No consistent search bar placement: Efficiency
No consistent behavior when adding items to cart: Learnability
Shopping cart fixed at the top after adding items: Learnability
Too much information to enter in at once at checkout: Efficiency
Once I had a basic understanding of which areas of improvement to focus on, I familiarized myself with what direct competitors and aspirational competitors were offering in the online furniture shopping space. By doing a competitive & comparative analysis, I was able to hone in on which shopping features were missing from the Sofa U Love website.
I conducted 5 user interviews and task analyses to understand a user’s pain points with the site and gained further insight on what their expectations were from previous online furniture shopping experiences.
After the interview process, I synthesized the data and defined behavioral patterns through affinity mapping.
From that, I was able to distill the following key points and potential solutions:
1. Users had difficulty in browsing and narrowing down their product searches due to the repetitive and misleading categories and subcategories → this could be alleviated with better filter features and having a consistent search bar experience throughout the website
2. Users have a hard time visualizing what the piece of furniture would look like in their homes → having different product views would help alleviate that
3. Users did not know what colors or fabric choices were available for each product → clarify product descriptions
4. Users were not confident in what they chose → adding in customer reviews would add another layer of trust and validation
Meet Fran
To inject more empathy within the design process and focus my design decisions, I created a persona that was a representation of the research that I did and combined all of the user insights, needs and frustrations.
Keeping Fran in mind, I created a journey map to document her shopping and purchasing experience with the Sofa U Love website.
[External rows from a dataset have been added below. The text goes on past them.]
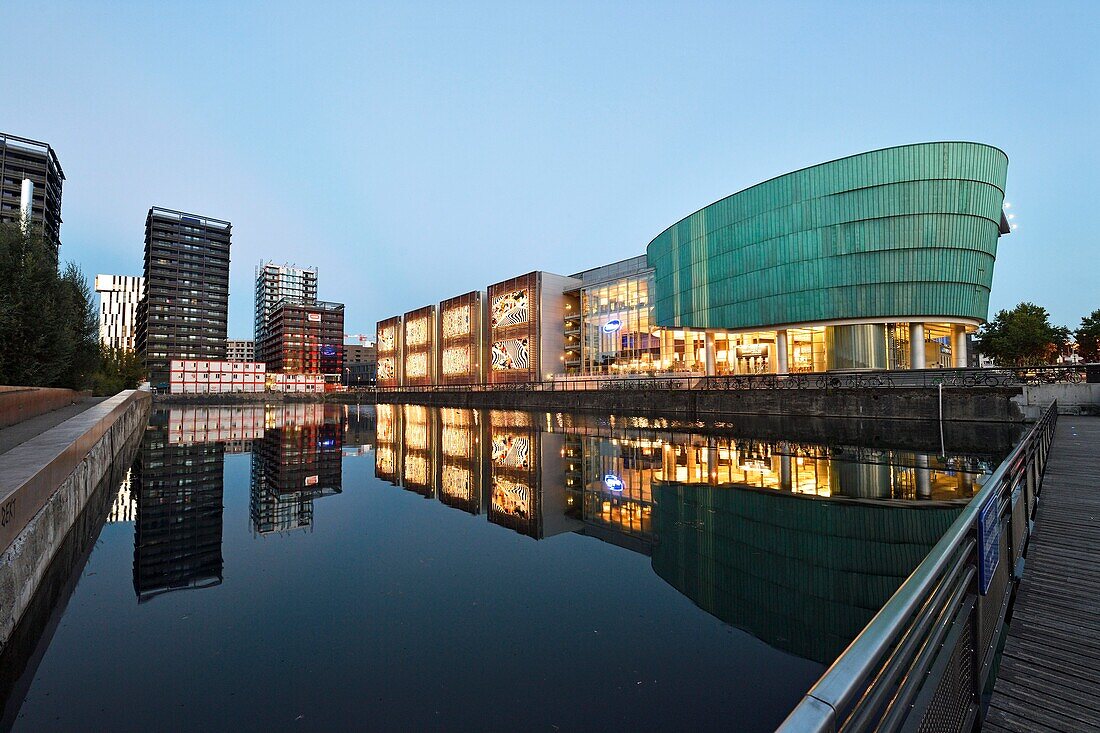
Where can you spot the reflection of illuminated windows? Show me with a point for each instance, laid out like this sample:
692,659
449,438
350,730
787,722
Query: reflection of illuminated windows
457,441
386,338
457,360
416,364
510,498
384,460
510,450
416,469
457,321
509,309
457,482
416,331
510,354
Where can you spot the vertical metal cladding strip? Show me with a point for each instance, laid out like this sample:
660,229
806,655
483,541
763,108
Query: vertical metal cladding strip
895,232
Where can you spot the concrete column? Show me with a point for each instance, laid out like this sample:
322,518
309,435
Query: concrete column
923,478
694,470
958,347
25,204
916,346
784,467
712,458
781,345
669,462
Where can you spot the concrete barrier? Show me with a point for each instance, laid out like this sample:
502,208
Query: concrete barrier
45,484
1073,398
18,404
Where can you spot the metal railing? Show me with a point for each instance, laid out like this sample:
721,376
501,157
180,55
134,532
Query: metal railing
1010,376
925,659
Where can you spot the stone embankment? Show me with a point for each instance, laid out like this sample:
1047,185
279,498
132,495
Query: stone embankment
46,484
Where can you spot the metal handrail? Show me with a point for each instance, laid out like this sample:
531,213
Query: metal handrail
837,695
966,378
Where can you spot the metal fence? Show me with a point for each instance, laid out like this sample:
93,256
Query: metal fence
854,380
925,659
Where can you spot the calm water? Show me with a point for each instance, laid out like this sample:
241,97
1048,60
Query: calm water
331,568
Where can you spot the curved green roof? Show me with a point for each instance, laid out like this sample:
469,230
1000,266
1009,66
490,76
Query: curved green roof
894,232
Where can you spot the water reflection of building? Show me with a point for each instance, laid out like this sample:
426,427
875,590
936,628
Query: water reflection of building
298,459
177,537
419,450
462,468
124,506
804,576
735,523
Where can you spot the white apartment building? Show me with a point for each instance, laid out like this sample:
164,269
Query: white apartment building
276,283
118,308
240,350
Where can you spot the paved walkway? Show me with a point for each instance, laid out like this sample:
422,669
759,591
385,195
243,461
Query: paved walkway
1049,675
19,433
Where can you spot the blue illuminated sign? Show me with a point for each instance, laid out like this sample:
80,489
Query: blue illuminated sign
989,542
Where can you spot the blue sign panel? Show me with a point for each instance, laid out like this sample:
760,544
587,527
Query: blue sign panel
613,482
989,543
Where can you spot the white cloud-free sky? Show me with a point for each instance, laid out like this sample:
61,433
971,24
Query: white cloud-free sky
417,151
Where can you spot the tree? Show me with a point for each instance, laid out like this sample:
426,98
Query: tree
119,369
1088,337
1023,336
47,321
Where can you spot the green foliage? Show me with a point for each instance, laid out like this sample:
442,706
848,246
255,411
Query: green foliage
119,369
47,320
1023,336
1088,337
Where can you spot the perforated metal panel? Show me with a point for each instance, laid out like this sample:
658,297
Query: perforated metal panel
953,703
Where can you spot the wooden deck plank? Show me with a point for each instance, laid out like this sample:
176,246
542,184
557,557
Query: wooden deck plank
1049,674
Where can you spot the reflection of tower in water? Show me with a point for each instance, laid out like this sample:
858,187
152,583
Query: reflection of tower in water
298,459
177,536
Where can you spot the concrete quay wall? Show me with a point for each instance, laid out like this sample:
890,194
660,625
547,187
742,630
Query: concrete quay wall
964,404
45,485
19,403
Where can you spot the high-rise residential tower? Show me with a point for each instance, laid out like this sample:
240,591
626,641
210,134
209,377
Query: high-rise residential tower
240,350
118,309
277,283
31,185
184,312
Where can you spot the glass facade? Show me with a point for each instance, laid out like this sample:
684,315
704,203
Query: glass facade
617,330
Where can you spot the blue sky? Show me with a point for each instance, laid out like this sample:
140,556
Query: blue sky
417,151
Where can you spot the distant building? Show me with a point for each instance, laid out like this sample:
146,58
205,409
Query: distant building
304,338
240,350
277,283
361,365
119,296
31,178
184,312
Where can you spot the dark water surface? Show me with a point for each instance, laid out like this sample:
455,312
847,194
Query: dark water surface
305,567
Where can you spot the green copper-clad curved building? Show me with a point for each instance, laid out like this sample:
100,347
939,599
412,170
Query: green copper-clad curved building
871,261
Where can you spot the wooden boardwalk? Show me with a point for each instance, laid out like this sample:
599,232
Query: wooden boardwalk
1049,675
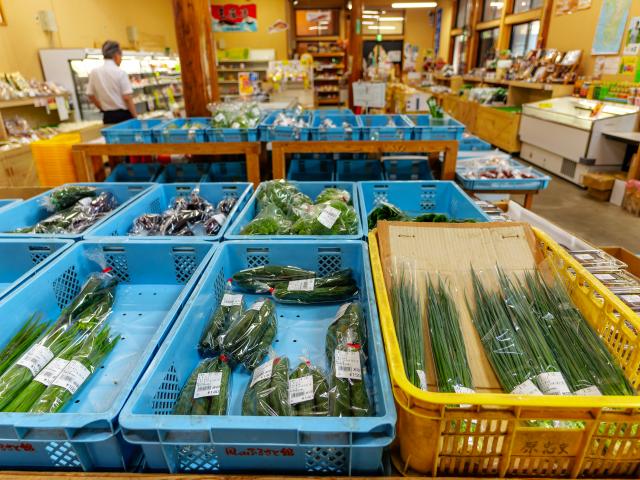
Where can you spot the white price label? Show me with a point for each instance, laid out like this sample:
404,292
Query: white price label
329,216
553,383
263,372
348,365
208,384
604,276
591,391
526,388
423,379
51,371
36,358
306,285
257,305
231,300
300,389
73,375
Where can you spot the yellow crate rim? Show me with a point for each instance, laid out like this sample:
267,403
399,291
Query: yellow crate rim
396,366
This mirrored the current pain points discovered from my research.
After getting a better understanding of where pain points are located throughout Fran’s journey, I revisited the list of features to add from the C&C analysis and created a feature prioritization chart that would address the key issues that currently troubled users.
One of biggest pain points was the nestled subcategories and finding specific products on the website. To better understand how to untangle all of this, I created an existing site map to see what the current information architecture looked like.
Afterwards, I conducted 6 closed card sorts, writing existing major item groups on index cards and had users organize them underneath the categories I created on post-its. This exercise allowed me to not only confirm that the categories I selected made sense, but it also highlighted what users were expecting to see within a global navigation.
From that, I redesigned the site map and made sure to include best sellers within each sub-category so that new users to the site, like Fran, could see which items were popular.
Another big paint point was within the checkout flow where users could potentially receive an error without a clear resolution and exit the site. To alleviate this, I redesigned the user flow to break down the checkout process and minimize information overload.
IDEATE & DESIGN
Now that I redefined the user’s problems and expectations, I utilized the new site map, ideas from the competitive & comparative analysis and info from user interviews to sketch out low-fidelity wireframes of the redesigned site.
Test & Iterate
I conducted 3 usability tests with a paper prototype to receive user feedback in a timely and low-cost manner. With minor changes, I moved forward with designing medium-fidelity wireframes in Sketch and prototyping with InVision.
Medium Fidelity
With the clickable prototype, I conducted 10 usability tests and tweaked the design with each test. Most notably, I refined the order process flow to include an order summary within each step of the cart and broke down the payment process further.
Next Steps
Products will need to be tagged on a metadata level in order to start building the filtering features for color, material, size, price and style
Include “related items” section and “similar items” section to help with up-selling
Start collecting user photos and user reviews to build up credibility
Look into offering more shipping options
Measure website traffic, exit points and times after website redesign
Reflection
Through conducting multiple usability tests, I learned how to differentiate between a user’s opinion and an actual usability issue in order to decide which iterations to make for further testing.
I also learned about e-commerce design patterns and the importance of maintaining these patterns to facilitate usability on a new site.